Third, the disc (protruded) intervertebral disc intervertebral space limitations of the shift over. Shift disc tissue is still connected with the original disc tissue, the basal diameter greater than the Ministry of continuous shift beyond the intervertebral disc part.

IV, intervertebral disc prolapse (extruded) shift is greater than the diameter of the base disc tissue Ministry continuously, and move outside of the intervertebral space. Prolapse of the intervertebral disc ruptured intervertebral disc tissue is greater than the gap, and through this crack in the spinal canal.
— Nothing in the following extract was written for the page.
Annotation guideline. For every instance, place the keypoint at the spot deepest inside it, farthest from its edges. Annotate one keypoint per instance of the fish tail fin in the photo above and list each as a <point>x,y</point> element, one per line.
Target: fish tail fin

China also called on the lumbar disc herniation ruptured lumbar intervertebral disc disease, lumbar disc herniation, lumbar disc herniation between the cartilage, vertebral cartilage rupture psychosis title. Although the name and meaning of these diseases are different, the current title still unified as follows: lumbar disc herniation.

Categories

Disc is located between two adjacent vertebrae, internal and external, outside the two form, external to annulus, a ring arranged by the multi-fiber cartilage ring formed around the nucleus around the nucleus prevents the protruding , tough and elastic fibers; inside the nucleus, is a flexible rubbery material, the role of a moderating impact. Adults, degenerative disc changes, thicker fibers in the annulus, the occurrence of broken glass degeneration resulting in the final, so discs lose their flexibility, can not bear the pressure of the original commitment. In overuse, sudden changes in body position, and fiercely violent action or impact, the annulus can bulge outward, so the nucleus can be broken through the cracks protruding annulus, which is called the disc.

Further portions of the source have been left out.